What I am about to say is not fashionable, but our country’s story of renewal through Europe is one of immigration. We grew as a nation because of free movement. European migrants are not “citizens of nowhere” or “queue jumpers” as the Prime Minister would have us believe. Young, energetic, diverse and willing to pay taxes, EU citizens have given so much. They have done the jobs that our own would not do. Around 3.8 million now live in Britain. Over their lifetimes, they will pay in £78,000 more than they take out.
The contribution of European migrants has not been just financial. Our culture, our art, our music and our food has been permanently improved. The Prime Minister’s deal has emerged as a Frankenstein’s monster—an ugly beast that no one voted for or wanted. To appease hardliners, the transition period can be extended to 2022 at most. That has eradicated our leverage—it is simply not enough time to negotiate a free trade deal. We are now on course for another cliff edge. The deal does not take back control; it gives it away. It surrenders our voting rights on the European Council, the European Commission and the European Parliament for nothing in return. I cannot vote for any form of Brexit because every form of Brexit is worse for my constituents.
Brexit is a historic mistake. It forgets the lessons of Britain’s past. It forgets the value of immigrants. It forgets that we cannot build a new empire by force. It forgets that in the modern world our nation will flourish not through isolation, but through connection, co-operation and a new vision for the common good. Brexit forgets why this continent came together after two bloody wars.This country is crying out for a second chance. Seven hundred thousand people marched on the streets of London. Millions more campaigned online and wrote to their MPs. They are asking for one thing: an opportunity to right the wrong of 2016 and another shot at the imperfect but audacious European dream. As John of Gaunt says in Shakespeare’s “Richard II”:
“That England, that was wont to conquer others hath made a shameful conquest of itself”

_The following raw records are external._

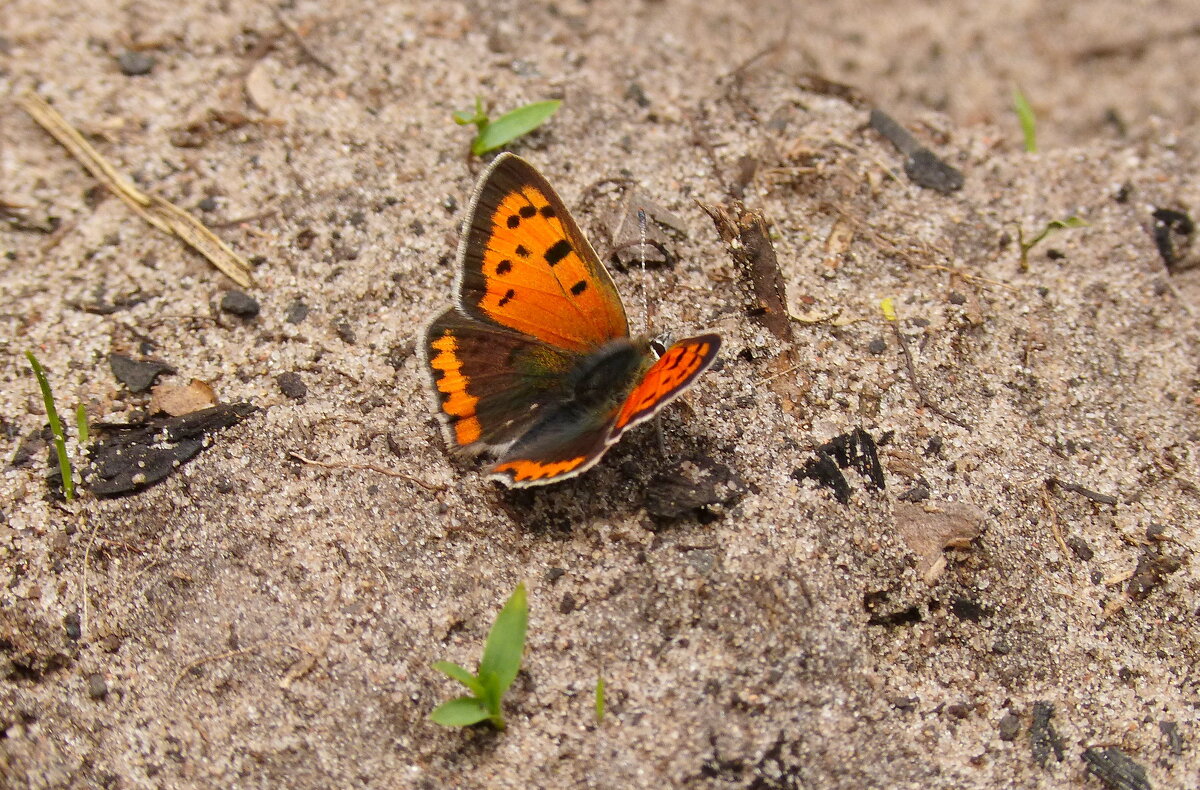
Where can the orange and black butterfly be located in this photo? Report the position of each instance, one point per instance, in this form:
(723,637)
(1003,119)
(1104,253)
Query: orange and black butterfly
(534,361)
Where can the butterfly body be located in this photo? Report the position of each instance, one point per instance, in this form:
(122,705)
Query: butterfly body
(535,363)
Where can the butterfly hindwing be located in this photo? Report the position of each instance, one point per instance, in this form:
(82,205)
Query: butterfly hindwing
(490,382)
(526,265)
(666,379)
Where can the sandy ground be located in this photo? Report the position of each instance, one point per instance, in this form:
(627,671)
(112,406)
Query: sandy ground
(257,621)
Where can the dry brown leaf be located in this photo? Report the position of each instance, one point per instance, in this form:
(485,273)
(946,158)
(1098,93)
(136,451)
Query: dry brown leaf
(930,528)
(178,401)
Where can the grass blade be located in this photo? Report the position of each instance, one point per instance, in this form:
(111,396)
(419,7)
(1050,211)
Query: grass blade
(505,644)
(513,125)
(463,711)
(52,413)
(1027,119)
(82,424)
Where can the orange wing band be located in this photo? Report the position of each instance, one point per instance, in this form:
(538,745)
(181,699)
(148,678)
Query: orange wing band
(457,402)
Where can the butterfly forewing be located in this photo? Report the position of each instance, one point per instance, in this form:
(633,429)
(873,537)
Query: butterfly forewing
(526,264)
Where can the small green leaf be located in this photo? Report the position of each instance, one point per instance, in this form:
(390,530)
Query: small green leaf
(505,644)
(459,674)
(889,309)
(1050,227)
(1027,119)
(60,437)
(513,125)
(463,711)
(599,698)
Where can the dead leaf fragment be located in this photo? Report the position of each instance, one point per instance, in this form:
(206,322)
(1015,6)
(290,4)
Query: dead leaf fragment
(929,528)
(178,401)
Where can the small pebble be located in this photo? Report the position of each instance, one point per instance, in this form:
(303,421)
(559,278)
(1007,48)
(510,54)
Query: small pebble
(71,626)
(345,331)
(97,688)
(135,64)
(1009,726)
(239,304)
(292,385)
(297,312)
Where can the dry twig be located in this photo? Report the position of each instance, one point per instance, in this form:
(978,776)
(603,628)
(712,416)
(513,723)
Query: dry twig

I have written many articles calling for Labour to back a second referendum over recent months. One was entitled Why Labour must lead calls for a people’s vote on Brexit. This stressed that the Labour Party has a duty to oppose the government’s plans to end the UK’s membership of the European Union. I called on the party to present the public with a vote on the final Brexit deal, which must include an option to remain. Another was entitled Dire warnings of civil unrest shouldn’t stop us challenging Brexit. I argued that the threat of anger is vastly outweighed by the dire consequences of a no-deal Brexit; we must stand up to the radical right rather than pander to them.
I also attended the APPG for Reuniting Britain post-Brexit. This brought together members across parties to discuss the importance of bringing the country together and healing the divides that came to the surface during the Brexit referendum. We discussed the impact of austerity, the decline of the manufacturing sector and the increasing educational divide. Looking forward, we must build an anti-austerity platform on which to fight disenfranchisement, neutralize the regional divide and mobilise young people. This is also something I spoke about for Labour List, in an article entitled “Labour Together: Belonging.”